The sentiment being passed around Manley Field House was one of optimism over the wealth of offensive weapons at the disposal of the coaching staff. Offensive coordinator Nathaniel Hackett’s eyes lit up with enthusiasm when he got a chance to address the subject.
“Since I’ve been here, this is the most depth we’ve had,” Hackett said. “We’ve had some great players, guys you’ll never be able to replace … But right now it’s awesome to script and get ready for all the practices and say ‘Okay, which one are you going to put in there?’”
The team heads into Marrone’s fourth training camp on the heels of a disappointing 2011 campaign in which the Orange began 5-2, including a 49-23 victory over nationally-ranked West Virginia, but lost the final five by an average of 12.8 points per game and missed out on a bowl-game appearance.
Hackett pointed out that the late-season collapse had a silver-lining effect.
“You’re always going to think you have an edge, because you’ve got something to prove and show. Those guys went in there with some excitement to prove that they’re a lot better than they showed last year,” Hackett added.
Redshirt senior Ryan Nassib enters his third season as starting quarterback with lofty expectations after setting or tying three single-season school records in 2011. Yet, Marrone avoided referring to Nassib as the outright starter.

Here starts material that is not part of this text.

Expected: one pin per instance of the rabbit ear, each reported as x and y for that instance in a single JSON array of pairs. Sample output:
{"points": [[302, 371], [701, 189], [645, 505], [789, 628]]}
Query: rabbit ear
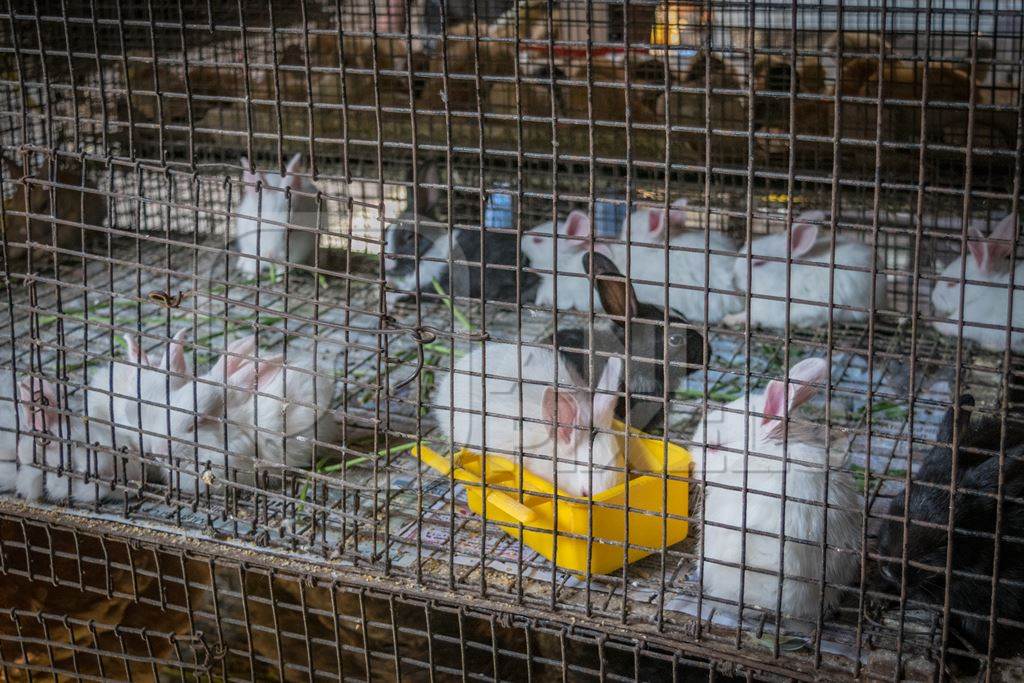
{"points": [[39, 403], [655, 222], [237, 353], [135, 352], [427, 197], [985, 251], [779, 402], [606, 396], [294, 164], [292, 170], [12, 170], [249, 175], [174, 358], [254, 376], [803, 239], [563, 424], [578, 229], [677, 214], [615, 292]]}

“Players coming back, they have a background of knowledge for the system. You would think that players would have a greater ability to execute the system. But again, I can’t answer that question until I see how we’re playing now,” Marrone said.
His motives were clear.
“Everything is judged on what we’re doing now and who gives us the greatest chance to win,” Marrone said.

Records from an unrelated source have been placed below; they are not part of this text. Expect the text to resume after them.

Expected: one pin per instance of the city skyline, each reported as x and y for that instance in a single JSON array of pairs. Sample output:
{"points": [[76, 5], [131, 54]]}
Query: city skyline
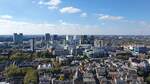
{"points": [[98, 17]]}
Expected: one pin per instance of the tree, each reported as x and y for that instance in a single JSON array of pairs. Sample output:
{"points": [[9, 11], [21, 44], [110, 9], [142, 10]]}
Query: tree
{"points": [[148, 79], [19, 56], [13, 70], [31, 77]]}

Nassib himself echoed the same line of thinking.
He said: “We’ve got some more mature guys with some game experiences that have the talent and potential to do some great things. One thing different from last year is we have more numbers. It’s good because it forces guys to compete more each and every day, breaks guys up from being complacent.”
One player looking to make a difference is incoming freshman Ashton Broyld, of Henrietta, N.Y. He is listed in SU’s 2012 Media Guide as a running back, but he is expected to pivot around the skill positions. Broyld praised the positive aspects of competition for starting spots.

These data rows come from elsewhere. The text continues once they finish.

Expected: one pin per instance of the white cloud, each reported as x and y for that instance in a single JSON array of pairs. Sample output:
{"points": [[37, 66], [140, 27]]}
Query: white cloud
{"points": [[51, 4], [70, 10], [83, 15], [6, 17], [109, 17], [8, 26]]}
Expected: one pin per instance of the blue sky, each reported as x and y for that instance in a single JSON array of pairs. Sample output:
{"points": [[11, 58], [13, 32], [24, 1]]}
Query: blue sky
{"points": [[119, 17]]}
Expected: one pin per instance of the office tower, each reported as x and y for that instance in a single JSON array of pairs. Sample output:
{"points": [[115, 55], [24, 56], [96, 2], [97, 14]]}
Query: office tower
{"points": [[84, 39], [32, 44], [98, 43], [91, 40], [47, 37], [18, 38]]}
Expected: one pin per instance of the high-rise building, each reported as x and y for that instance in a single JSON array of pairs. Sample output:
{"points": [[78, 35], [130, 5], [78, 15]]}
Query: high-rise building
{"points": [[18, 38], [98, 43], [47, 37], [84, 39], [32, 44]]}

“When you’ve got a guy behind you working just as hard as you, you have no choice but to get better. To know that someone is chasing your spot, somebody right behind you watching everything you do, you have no choice but to try to be perfect and try to do everything right and you can only get better from that,” he said.
Training camp will feature two kinds of competition on the offensive side of the ball for the Orange. On one hand, the roster features two stand-out senior wide receivers in Alec Lemon and Marcus Sales. Both will be tough to uproot after Lemon set the single-season record for receptions (68) in 2011 and Sales paced SU to its 2010 New Era Pinstripe Bowl victory with five receptions, 172 yards and three touchdowns.
Running back, on the other hand, is less of a sure thing as Marrone and his staff seek to replace departed 1,000-yard rusher Antwon Bailey. The official depth chart lists six players at the position; none of them are seniors or with any starts under their belts. Junior Jerome Smith, of Bear, Del., will get the first shot, but Broyld and junior Prince-Tyson Gulley, of Akron, Ohio, are in the mix as well.
Senior third-year starter at left tackle and 2011 All-Big East First Team member Justin Pugh was not concerned by the lack of experience behind him.
Pugh said: “For us as offensive linemen we’re just going to go out there and block. We’ve got the mentality where we’re blue collar guys, we go out there and we just work. We’re just going to keep working and we hope it rubs off on them.”
Pugh was confident that no matter who the feature back is, if there is one, they are not coming fresh out of the box.
“Those guys have been back there and they’ve seen guys like Delone Carter and Antwon Bailey, so they know the styles of our backs. They know the tradition of the school,” Pugh added
Despite his status as a preseason All-Big East First Team member on numerous lists, and despite the right side of the offensive line losing two starters, Pugh remained humble and focused.
He said: “I have to fight to keep my spot just like everyone else. Nothing is a given especially in college football … We’re going to put the two best guys in there that can play and we’ll see come camp. It really comes down to who plays the best. I’m excited to see what they have.”
As the team heads to Fort Drum, home of the U.S. Army’s 10th Mountain Division, for a week of practice beginning Aug. 12, anticipation builds over who will win starting spots.
Nassib made sure to return focus to where it belongs.
“It’s football 24/7 so you gotta love it.”